3. Pole barns/run-in sheds: Pole barns are environmentally friendly and reliable shelters that do not require costly excavation, concrete footings, additional material costs or major land disturbance. Pole structures can be built almost anywhere, leaving your best land for grazing, growing hay or preserving the environment.

4. Reuse: Everything from used farm equipment to blankets to fill-dirt. Check www.craigslist.com before you pay top dollar for a brand new item and wasteful packaging material.

5. Get an energy audit. Before you deicide which “green” projects to implement, it’s wise to complete an energy assessment of your facility. DIY assessments are easy enough and will help you spot problems in any type of building. The U.S. Department of Energy has a great guide to follow for self-audits. http://www.energysavers.gov/your_home/energy_audits/index.cfm/mytopic=11170.

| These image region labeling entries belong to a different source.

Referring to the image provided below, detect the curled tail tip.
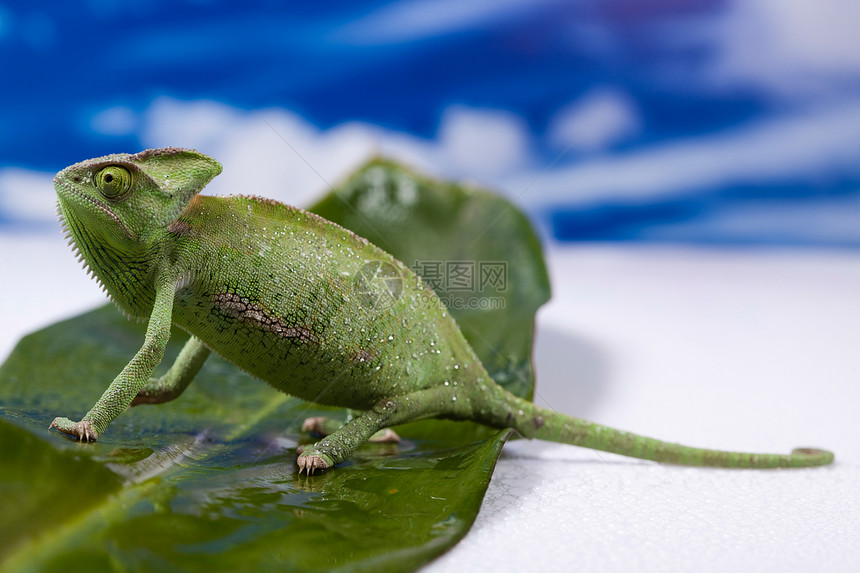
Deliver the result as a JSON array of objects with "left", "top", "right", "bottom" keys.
[{"left": 791, "top": 448, "right": 834, "bottom": 466}]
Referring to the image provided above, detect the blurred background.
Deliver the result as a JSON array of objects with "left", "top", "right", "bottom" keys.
[{"left": 0, "top": 0, "right": 860, "bottom": 244}]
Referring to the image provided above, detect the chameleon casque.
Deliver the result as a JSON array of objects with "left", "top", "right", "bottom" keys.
[{"left": 51, "top": 148, "right": 833, "bottom": 473}]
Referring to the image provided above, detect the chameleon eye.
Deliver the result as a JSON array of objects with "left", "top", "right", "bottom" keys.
[{"left": 95, "top": 165, "right": 131, "bottom": 199}]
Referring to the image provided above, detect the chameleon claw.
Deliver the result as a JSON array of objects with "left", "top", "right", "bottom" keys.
[
  {"left": 48, "top": 418, "right": 98, "bottom": 442},
  {"left": 296, "top": 454, "right": 331, "bottom": 475}
]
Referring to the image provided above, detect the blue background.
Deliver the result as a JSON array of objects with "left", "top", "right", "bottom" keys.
[{"left": 0, "top": 0, "right": 860, "bottom": 247}]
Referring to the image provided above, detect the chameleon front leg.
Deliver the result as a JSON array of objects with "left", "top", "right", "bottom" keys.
[
  {"left": 297, "top": 386, "right": 469, "bottom": 474},
  {"left": 48, "top": 281, "right": 176, "bottom": 442},
  {"left": 131, "top": 336, "right": 211, "bottom": 406},
  {"left": 302, "top": 410, "right": 400, "bottom": 444}
]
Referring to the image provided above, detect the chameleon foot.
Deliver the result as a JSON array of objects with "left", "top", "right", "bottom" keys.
[
  {"left": 296, "top": 449, "right": 334, "bottom": 475},
  {"left": 367, "top": 428, "right": 400, "bottom": 444},
  {"left": 48, "top": 418, "right": 98, "bottom": 442}
]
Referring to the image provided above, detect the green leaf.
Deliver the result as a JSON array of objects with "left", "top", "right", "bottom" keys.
[
  {"left": 0, "top": 158, "right": 547, "bottom": 571},
  {"left": 309, "top": 159, "right": 550, "bottom": 399}
]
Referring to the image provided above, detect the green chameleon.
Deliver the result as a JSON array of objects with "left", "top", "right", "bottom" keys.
[{"left": 51, "top": 148, "right": 833, "bottom": 473}]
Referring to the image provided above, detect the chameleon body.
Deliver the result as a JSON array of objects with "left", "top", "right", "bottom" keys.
[{"left": 51, "top": 148, "right": 833, "bottom": 473}]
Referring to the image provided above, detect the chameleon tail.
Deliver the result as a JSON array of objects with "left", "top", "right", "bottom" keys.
[{"left": 479, "top": 388, "right": 833, "bottom": 469}]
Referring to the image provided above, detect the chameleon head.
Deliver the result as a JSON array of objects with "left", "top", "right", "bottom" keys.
[{"left": 54, "top": 147, "right": 221, "bottom": 247}]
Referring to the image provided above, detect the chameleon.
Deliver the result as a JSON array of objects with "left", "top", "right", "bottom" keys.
[{"left": 49, "top": 147, "right": 834, "bottom": 475}]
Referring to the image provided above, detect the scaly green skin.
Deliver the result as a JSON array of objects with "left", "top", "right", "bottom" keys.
[{"left": 45, "top": 148, "right": 833, "bottom": 473}]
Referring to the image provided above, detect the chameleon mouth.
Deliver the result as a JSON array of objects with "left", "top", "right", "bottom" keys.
[{"left": 54, "top": 176, "right": 134, "bottom": 239}]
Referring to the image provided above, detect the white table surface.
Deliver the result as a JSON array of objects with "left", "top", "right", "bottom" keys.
[{"left": 0, "top": 231, "right": 860, "bottom": 573}]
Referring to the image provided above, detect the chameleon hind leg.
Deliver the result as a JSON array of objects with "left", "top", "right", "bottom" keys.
[
  {"left": 297, "top": 386, "right": 468, "bottom": 474},
  {"left": 302, "top": 410, "right": 400, "bottom": 444}
]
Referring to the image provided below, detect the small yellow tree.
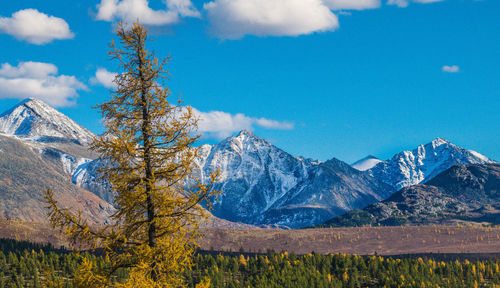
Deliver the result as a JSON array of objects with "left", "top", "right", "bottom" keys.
[{"left": 46, "top": 23, "right": 217, "bottom": 288}]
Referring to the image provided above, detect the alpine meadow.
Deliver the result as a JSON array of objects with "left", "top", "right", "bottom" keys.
[{"left": 0, "top": 0, "right": 500, "bottom": 288}]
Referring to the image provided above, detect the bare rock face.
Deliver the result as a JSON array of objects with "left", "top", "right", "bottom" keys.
[
  {"left": 368, "top": 138, "right": 495, "bottom": 190},
  {"left": 0, "top": 135, "right": 113, "bottom": 224},
  {"left": 324, "top": 163, "right": 500, "bottom": 226},
  {"left": 0, "top": 99, "right": 95, "bottom": 145},
  {"left": 190, "top": 131, "right": 393, "bottom": 228}
]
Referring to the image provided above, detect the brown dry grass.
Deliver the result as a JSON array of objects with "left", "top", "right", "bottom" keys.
[
  {"left": 0, "top": 219, "right": 500, "bottom": 255},
  {"left": 197, "top": 226, "right": 500, "bottom": 255}
]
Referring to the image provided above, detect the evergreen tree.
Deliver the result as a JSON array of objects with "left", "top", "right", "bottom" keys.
[{"left": 46, "top": 23, "right": 217, "bottom": 288}]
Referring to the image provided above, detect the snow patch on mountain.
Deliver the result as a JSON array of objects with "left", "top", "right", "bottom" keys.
[
  {"left": 0, "top": 99, "right": 95, "bottom": 145},
  {"left": 368, "top": 138, "right": 495, "bottom": 190},
  {"left": 351, "top": 155, "right": 383, "bottom": 171}
]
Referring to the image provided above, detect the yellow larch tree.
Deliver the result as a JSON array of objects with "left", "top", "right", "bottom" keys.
[{"left": 46, "top": 23, "right": 218, "bottom": 288}]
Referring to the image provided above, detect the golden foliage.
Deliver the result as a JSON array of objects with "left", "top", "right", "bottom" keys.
[{"left": 46, "top": 23, "right": 218, "bottom": 288}]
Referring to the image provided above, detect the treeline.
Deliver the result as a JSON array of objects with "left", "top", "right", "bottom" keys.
[{"left": 0, "top": 240, "right": 500, "bottom": 288}]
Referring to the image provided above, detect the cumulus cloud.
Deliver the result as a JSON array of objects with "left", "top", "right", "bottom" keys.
[
  {"left": 0, "top": 9, "right": 74, "bottom": 45},
  {"left": 0, "top": 62, "right": 87, "bottom": 107},
  {"left": 90, "top": 68, "right": 116, "bottom": 89},
  {"left": 193, "top": 108, "right": 294, "bottom": 139},
  {"left": 441, "top": 65, "right": 460, "bottom": 73},
  {"left": 203, "top": 0, "right": 340, "bottom": 39},
  {"left": 323, "top": 0, "right": 380, "bottom": 10},
  {"left": 96, "top": 0, "right": 200, "bottom": 25},
  {"left": 387, "top": 0, "right": 444, "bottom": 8}
]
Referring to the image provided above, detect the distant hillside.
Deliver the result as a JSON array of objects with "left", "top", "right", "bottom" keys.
[
  {"left": 320, "top": 164, "right": 500, "bottom": 227},
  {"left": 367, "top": 138, "right": 495, "bottom": 191},
  {"left": 0, "top": 135, "right": 112, "bottom": 223}
]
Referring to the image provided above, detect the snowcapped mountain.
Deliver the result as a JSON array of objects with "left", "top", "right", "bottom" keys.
[
  {"left": 368, "top": 138, "right": 495, "bottom": 190},
  {"left": 188, "top": 131, "right": 393, "bottom": 227},
  {"left": 0, "top": 99, "right": 95, "bottom": 145},
  {"left": 73, "top": 131, "right": 394, "bottom": 228},
  {"left": 351, "top": 155, "right": 383, "bottom": 171},
  {"left": 322, "top": 163, "right": 500, "bottom": 226}
]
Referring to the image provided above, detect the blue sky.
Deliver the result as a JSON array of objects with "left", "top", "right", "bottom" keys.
[{"left": 0, "top": 0, "right": 500, "bottom": 162}]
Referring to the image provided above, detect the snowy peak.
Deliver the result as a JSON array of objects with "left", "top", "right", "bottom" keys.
[
  {"left": 351, "top": 155, "right": 383, "bottom": 171},
  {"left": 369, "top": 138, "right": 495, "bottom": 190},
  {"left": 0, "top": 99, "right": 95, "bottom": 145}
]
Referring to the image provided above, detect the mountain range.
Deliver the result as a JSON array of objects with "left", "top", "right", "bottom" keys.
[
  {"left": 0, "top": 99, "right": 494, "bottom": 228},
  {"left": 321, "top": 163, "right": 500, "bottom": 227}
]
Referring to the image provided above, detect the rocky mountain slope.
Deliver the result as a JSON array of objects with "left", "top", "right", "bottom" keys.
[
  {"left": 0, "top": 99, "right": 95, "bottom": 145},
  {"left": 73, "top": 131, "right": 394, "bottom": 228},
  {"left": 0, "top": 135, "right": 113, "bottom": 224},
  {"left": 186, "top": 131, "right": 393, "bottom": 227},
  {"left": 351, "top": 155, "right": 383, "bottom": 171},
  {"left": 323, "top": 163, "right": 500, "bottom": 226},
  {"left": 368, "top": 138, "right": 495, "bottom": 190},
  {"left": 0, "top": 99, "right": 498, "bottom": 228}
]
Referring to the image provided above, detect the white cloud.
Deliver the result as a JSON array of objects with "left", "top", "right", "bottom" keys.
[
  {"left": 96, "top": 0, "right": 200, "bottom": 25},
  {"left": 0, "top": 62, "right": 87, "bottom": 107},
  {"left": 441, "top": 65, "right": 460, "bottom": 73},
  {"left": 0, "top": 9, "right": 74, "bottom": 45},
  {"left": 203, "top": 0, "right": 339, "bottom": 39},
  {"left": 323, "top": 0, "right": 380, "bottom": 10},
  {"left": 90, "top": 68, "right": 116, "bottom": 89},
  {"left": 193, "top": 108, "right": 294, "bottom": 139},
  {"left": 387, "top": 0, "right": 444, "bottom": 8}
]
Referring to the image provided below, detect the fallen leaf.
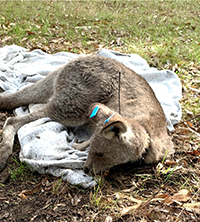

As well, a quick Google search for energy auditors will provide multiple companies that will come in and perform a diligent inspection of your facility and suggest where you can save on energy consumption and how to go about implementing those incentives.

So, whether you start big or small, these solutions are often easier to accomplish than you think. And it’s hard to beat solutions that save money and the environment at the same time.